- G. M. Banatwalla

Member of Maharashtra Legislative Assembly
- In office 1967–1977
- Preceded by: Established
- Succeeded by: Abdulkadar Ibrahim Chorwadwala
- Constituency: Umarkhadi, Maharashtra

Member of Parliament, Lok Sabha
- In office 1977–1989
- Preceded by: M. K. Krishnan
- Succeeded by: Ebrahim Sulaiman Sait
- Constituency: Ponnani, Kerala
- In office 1996–1999
- Preceded by: Ebrahim Sulaiman Sait
- Succeeded by: E. Ahamed
- Constituency: Ponnani, Kerala

Personal details
- Born: 15 August 1933 Bombay (British India)
- Died: 25 June 2008 (aged 74) Mumbai
- Party: Indian Union Muslim League
- Spouse: Ayesha Banatwalla
- Parents: Haji Noor Mohamed (father); Ayesha (mother);
- Education: MCom
- Alma mater: Sydenham College of Commerce and Economics, Bombay; S. T. College, Bombay;
- Occupation: Social worker; Politician;

= G. M. Banatwala =

Indian politician

Gulam Mehmood Banatwalla (15 August 1933 - 25 June 2008), also spelled as Banatwala, was an Indian politician and social worker from Mumbai. Banatwalla, a "firebrand orator" and intellectual, was regarded as the pan-India face of the Indian Muslim community.

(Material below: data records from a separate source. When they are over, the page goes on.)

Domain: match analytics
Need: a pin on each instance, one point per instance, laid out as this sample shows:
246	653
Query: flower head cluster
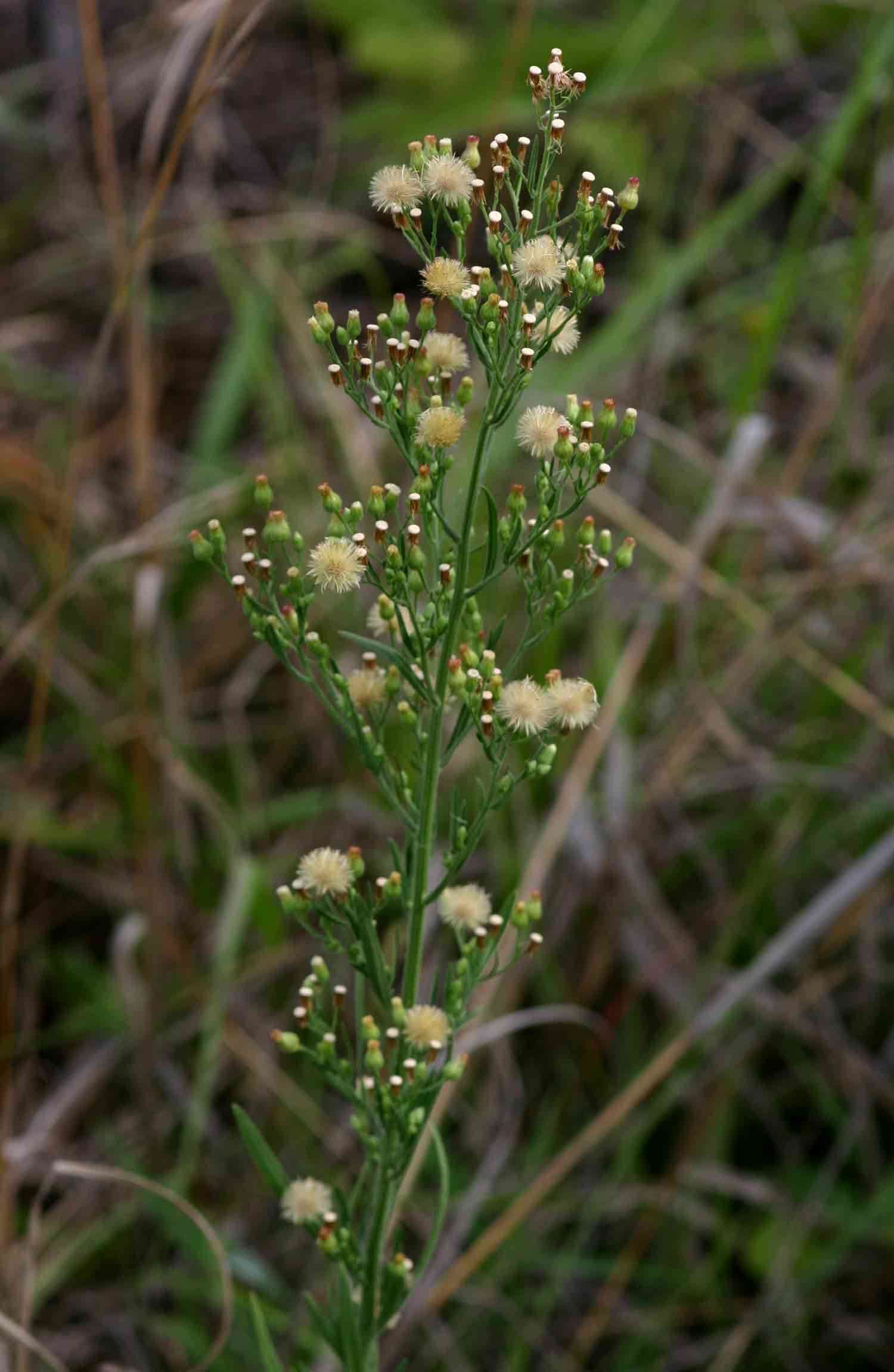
446	352
325	872
560	327
336	566
446	277
395	188
367	686
305	1200
573	703
448	179
539	262
524	707
427	1025
464	908
439	427
538	430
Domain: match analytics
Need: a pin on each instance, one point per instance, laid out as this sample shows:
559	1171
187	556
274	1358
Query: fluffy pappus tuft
524	707
439	427
539	264
336	564
464	908
305	1200
395	188
538	430
448	179
445	277
325	872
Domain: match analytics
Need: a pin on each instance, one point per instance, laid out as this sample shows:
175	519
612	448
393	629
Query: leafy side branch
428	674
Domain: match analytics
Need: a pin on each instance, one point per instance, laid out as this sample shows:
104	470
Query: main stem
431	760
370	1309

Banatwalla was born in Bombay, in then-British India, to Haji Noor Mohamed and Ayesha in a Cutchi Memon family. He studied at Sydenham College of Commerce and Economics and S.T. College, Bombay. He married Ayesha in February 1960.

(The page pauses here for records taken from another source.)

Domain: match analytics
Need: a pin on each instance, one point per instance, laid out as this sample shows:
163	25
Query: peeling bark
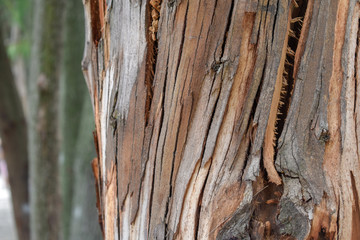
225	120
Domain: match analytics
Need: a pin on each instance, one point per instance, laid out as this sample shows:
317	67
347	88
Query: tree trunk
84	223
13	132
73	92
225	119
44	139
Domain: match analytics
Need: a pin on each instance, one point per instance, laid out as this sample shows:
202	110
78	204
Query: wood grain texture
183	117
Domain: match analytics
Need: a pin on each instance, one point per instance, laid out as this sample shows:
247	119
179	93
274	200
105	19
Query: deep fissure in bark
298	11
152	17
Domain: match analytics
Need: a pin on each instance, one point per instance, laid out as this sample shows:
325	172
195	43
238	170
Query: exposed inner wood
153	17
283	87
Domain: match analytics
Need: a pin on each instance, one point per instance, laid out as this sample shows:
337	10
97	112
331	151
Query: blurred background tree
44	40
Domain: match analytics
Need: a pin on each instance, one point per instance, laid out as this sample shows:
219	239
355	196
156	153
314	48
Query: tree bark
13	132
225	120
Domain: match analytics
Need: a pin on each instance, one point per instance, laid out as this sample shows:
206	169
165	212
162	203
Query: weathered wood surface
225	119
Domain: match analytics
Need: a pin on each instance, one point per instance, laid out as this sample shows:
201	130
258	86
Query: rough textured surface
202	106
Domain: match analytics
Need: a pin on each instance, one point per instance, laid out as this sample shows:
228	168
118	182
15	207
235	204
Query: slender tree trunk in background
44	91
73	92
226	119
84	221
13	133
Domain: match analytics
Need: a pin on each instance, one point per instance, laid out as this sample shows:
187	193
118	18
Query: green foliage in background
16	14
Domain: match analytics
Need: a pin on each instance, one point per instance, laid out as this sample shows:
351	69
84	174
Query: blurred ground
7	225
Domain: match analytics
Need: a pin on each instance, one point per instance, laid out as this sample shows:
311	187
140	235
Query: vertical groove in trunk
225	129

He was elected to the Maharashtra Legislative Assembly in 1967 and 1972 from (Umarkhadi, Bombay). He later served seven terms in the Loksabha, from Ponnani in Kerala, between 1977 - 1989 and 1996 - 2004. He also served as the national president of Indian Union Muslim League from 1993 to 2008. He was a member of the All India Muslim Personal Law Board.

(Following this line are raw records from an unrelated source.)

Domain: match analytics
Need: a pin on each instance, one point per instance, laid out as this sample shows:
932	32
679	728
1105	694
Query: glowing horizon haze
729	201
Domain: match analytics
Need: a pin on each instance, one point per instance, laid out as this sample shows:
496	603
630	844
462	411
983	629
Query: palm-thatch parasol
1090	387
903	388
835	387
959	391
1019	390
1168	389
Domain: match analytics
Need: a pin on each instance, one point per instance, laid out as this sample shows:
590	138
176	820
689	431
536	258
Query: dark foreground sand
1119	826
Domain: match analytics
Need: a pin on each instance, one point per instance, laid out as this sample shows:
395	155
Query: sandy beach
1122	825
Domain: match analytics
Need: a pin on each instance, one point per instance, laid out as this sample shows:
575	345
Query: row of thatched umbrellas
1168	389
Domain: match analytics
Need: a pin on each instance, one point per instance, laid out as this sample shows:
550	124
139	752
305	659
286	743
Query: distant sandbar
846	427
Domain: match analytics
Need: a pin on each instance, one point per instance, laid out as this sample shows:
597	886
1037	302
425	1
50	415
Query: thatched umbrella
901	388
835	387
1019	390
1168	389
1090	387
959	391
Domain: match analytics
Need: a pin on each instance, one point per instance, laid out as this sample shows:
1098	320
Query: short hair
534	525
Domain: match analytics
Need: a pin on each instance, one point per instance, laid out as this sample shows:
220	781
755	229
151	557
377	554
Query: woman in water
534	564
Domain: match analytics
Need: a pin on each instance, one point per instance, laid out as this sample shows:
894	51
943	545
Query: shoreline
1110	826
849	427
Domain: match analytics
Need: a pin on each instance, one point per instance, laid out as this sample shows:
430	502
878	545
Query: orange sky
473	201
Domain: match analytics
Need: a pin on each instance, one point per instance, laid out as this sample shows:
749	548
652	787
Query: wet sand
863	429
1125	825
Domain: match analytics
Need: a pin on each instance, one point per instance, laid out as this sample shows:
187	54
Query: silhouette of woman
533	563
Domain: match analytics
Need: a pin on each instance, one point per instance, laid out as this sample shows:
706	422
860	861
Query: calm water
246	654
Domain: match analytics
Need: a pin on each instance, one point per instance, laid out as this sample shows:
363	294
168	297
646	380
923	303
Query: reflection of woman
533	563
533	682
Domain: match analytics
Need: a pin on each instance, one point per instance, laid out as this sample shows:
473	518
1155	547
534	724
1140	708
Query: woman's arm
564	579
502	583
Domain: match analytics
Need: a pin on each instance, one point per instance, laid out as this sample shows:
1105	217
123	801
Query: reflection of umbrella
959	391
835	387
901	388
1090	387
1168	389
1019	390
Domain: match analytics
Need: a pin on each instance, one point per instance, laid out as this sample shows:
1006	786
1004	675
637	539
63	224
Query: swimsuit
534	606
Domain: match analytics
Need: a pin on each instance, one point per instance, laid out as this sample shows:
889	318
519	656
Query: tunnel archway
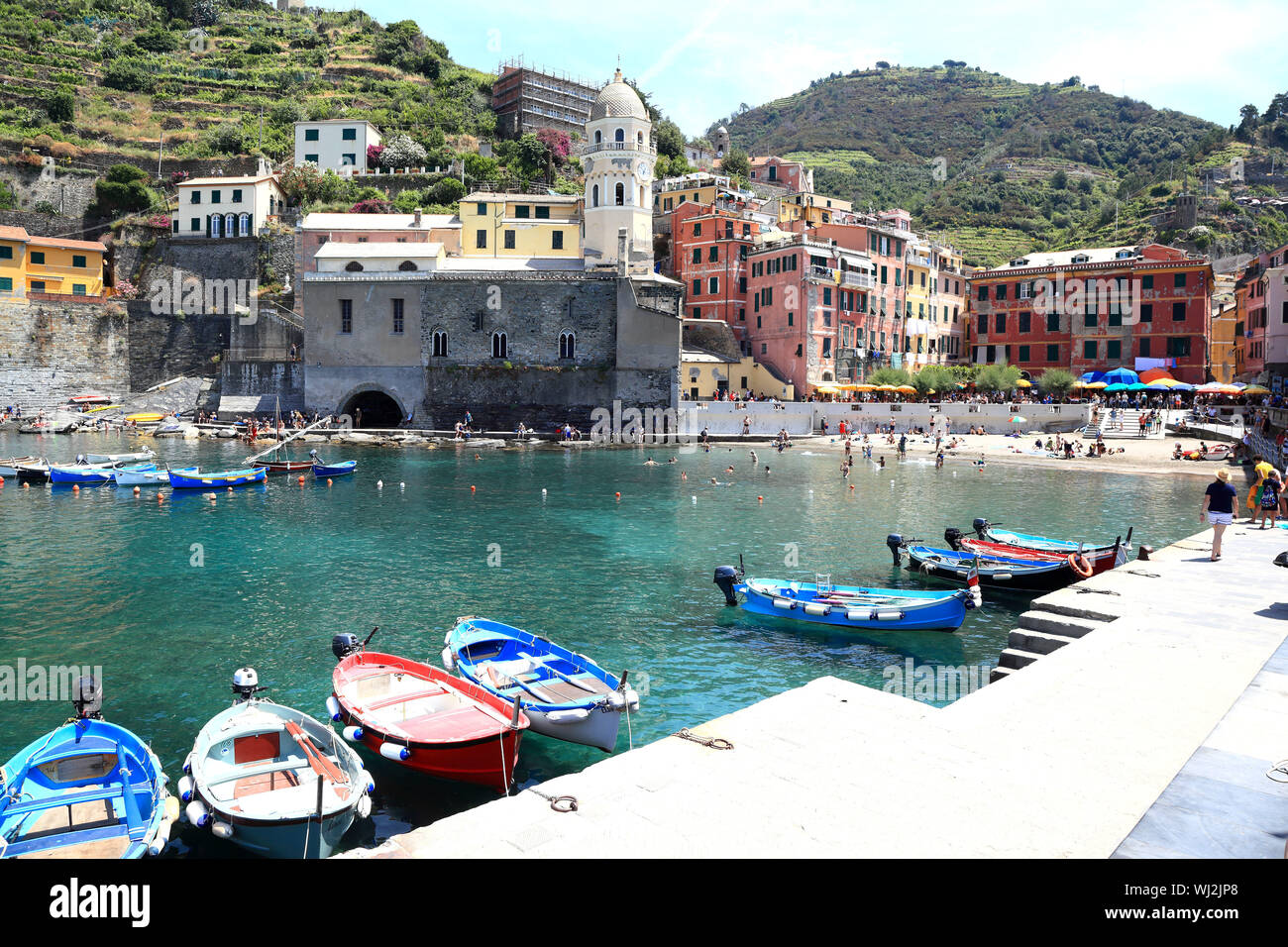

Banatwalla never spoke Malayalam and addressed the people of Kerala in English. Banatwalla, aged 74, died on 25 June 2008. He had no children.

== Books by G. M. Banatwala ==

- Religion and Politics in India

- Muslim League

- Azadi Ke Bad (in Urdu)

Banatwala also contributed numerous articles in various journals both in English and Urdu.